燃料となる薪や炭、畑に入れる落ち葉、農具や生活用具、食料にいたるまで、生活に必要なものを森からまかなっていた暮らしがありました。そして森は、人の手が入ることで豊かな自然のバランスが保たれていました。
里山とは、人の暮らしと密接に結びついて循環していた森のこと。その里山が今はほとんど失われています。

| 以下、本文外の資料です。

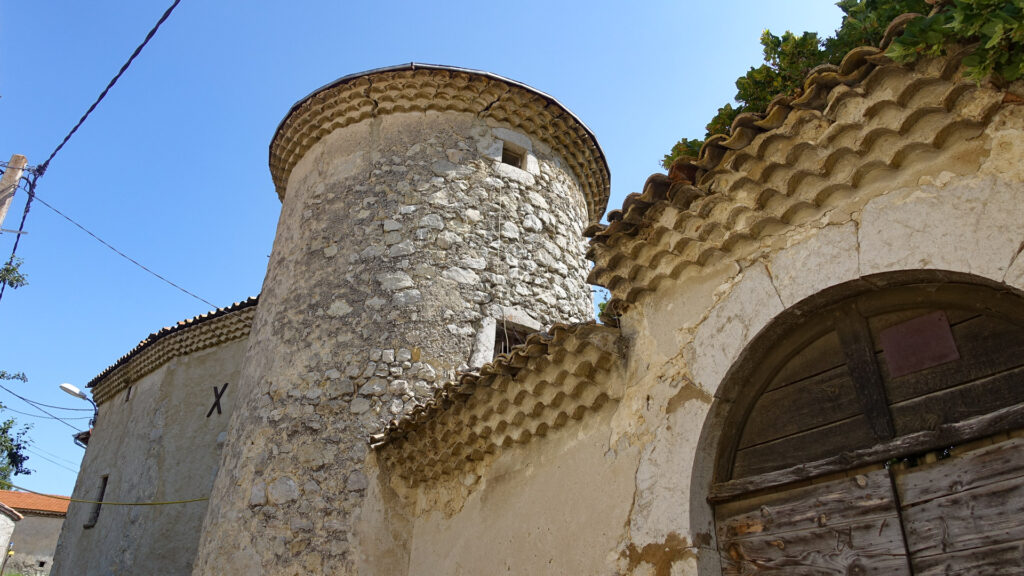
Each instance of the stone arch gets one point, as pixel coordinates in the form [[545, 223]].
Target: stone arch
[[815, 324]]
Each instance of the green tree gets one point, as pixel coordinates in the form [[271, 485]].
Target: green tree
[[10, 274], [13, 440], [788, 57], [993, 30]]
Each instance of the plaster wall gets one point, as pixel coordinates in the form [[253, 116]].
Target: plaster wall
[[35, 539], [402, 242], [960, 211], [6, 531], [556, 506], [156, 446]]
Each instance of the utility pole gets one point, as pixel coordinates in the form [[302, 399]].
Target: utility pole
[[11, 176]]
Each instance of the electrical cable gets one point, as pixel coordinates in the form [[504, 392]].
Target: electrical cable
[[52, 455], [39, 170], [103, 502], [58, 418], [5, 408], [123, 255], [54, 462], [59, 407], [138, 49]]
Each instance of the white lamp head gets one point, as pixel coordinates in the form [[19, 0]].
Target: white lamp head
[[73, 389]]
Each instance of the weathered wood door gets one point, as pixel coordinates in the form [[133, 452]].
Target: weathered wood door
[[880, 435]]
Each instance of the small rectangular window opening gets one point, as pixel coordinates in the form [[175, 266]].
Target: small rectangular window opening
[[508, 335], [94, 513], [512, 155]]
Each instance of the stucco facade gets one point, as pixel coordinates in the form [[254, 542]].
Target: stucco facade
[[761, 352], [158, 438], [410, 242]]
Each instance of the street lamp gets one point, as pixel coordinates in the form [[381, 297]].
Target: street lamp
[[82, 438]]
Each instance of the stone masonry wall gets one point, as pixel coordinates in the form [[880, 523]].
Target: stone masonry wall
[[402, 240]]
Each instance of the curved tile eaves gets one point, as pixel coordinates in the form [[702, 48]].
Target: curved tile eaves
[[852, 124], [539, 386]]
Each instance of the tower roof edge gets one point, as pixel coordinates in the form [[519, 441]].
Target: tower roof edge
[[350, 99]]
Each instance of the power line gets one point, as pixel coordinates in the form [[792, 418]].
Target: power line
[[103, 502], [153, 31], [123, 255], [33, 404], [38, 171], [58, 407], [58, 457], [38, 416], [54, 462]]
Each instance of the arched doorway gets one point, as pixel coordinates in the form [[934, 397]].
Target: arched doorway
[[879, 434]]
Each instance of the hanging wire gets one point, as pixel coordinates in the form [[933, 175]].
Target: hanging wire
[[8, 409], [103, 502], [38, 171], [122, 254], [54, 462], [57, 456], [138, 49], [33, 404], [30, 188]]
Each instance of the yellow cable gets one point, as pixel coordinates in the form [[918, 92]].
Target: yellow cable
[[103, 502]]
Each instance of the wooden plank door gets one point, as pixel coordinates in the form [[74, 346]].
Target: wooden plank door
[[849, 526], [965, 515]]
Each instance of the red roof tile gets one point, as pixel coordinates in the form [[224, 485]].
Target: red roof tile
[[23, 501]]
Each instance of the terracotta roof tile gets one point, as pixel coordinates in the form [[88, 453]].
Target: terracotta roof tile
[[27, 501], [850, 124], [540, 385], [221, 325]]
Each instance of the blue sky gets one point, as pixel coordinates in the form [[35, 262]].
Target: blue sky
[[171, 168]]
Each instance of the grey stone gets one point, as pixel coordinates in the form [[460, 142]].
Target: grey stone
[[474, 263], [509, 231], [339, 307], [375, 386], [398, 387], [395, 281], [462, 276], [356, 482], [372, 252], [282, 490], [428, 373], [409, 297], [257, 494], [432, 221], [358, 406], [445, 240], [531, 223], [402, 249]]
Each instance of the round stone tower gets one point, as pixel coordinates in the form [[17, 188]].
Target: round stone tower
[[431, 216]]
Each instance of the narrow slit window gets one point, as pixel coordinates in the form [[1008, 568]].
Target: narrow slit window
[[512, 155], [94, 513], [508, 335]]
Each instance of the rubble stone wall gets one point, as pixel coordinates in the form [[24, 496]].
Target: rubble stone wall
[[403, 244]]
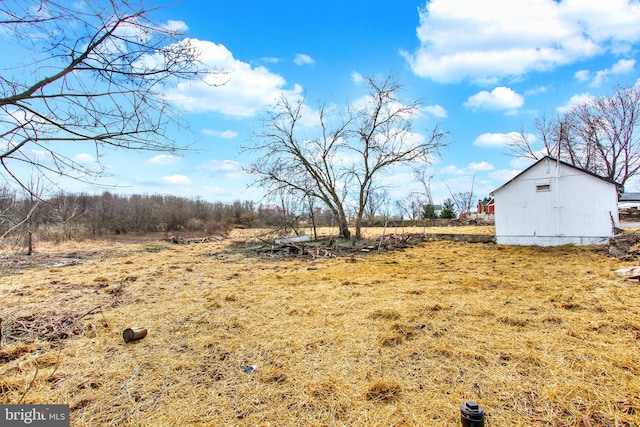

1950〜60年、燃料革命によって私たちの生活は大きく変わりました。エネルギーも食べ物も生活用品も、どこかで大量に作り出されたものを、私たちは簡単に手に入れることができるようになりました。
こうして里山には、人の手が入らなくなりました。
放置された里山は、その姿を変えていきます。
例えば、こんなふうに・・・
ツル植物が繁茂し樹木がやられる
木々に巻きつき高いところへ上っていくツル植物が、木の成長を妨げたり、木を衰弱させてしまう。
萌芽更新が行われず暗い林になる
15〜25年周期で伐採し、切り株から伸びた芽を育て、大きくなったらまた切る、というのを繰り返していた雑木林。薪や炭を必要としなくなったため、大木化した老齢の木が密生し、日が差し込まない暗い林に。萌芽力も低い。
ササが繁茂する
森の中には、繁殖力の強い特定の植物だけが密生するようになる。背丈ほど伸びるササ類が繁茂し、ヤブと化した里山は多くみられるケース。
竹林が拡大する
地下茎を伸ばして勢力を広げる竹。放っておくととにかく増える。成長も早く、他の木をあっという間に超える高さになるため、竹が侵入した林は竹林に変わっていく。
常緑樹が入る
もともと自生していた常緑樹は、雑木林が放置されたことで増えてくる。常緑樹が増えると、林内に入る光が減り、光が少ないと生きられなくなる植物は消えていく。
・・・というようなことが起こり、里山は次第に植物や生物の多様性が失われます。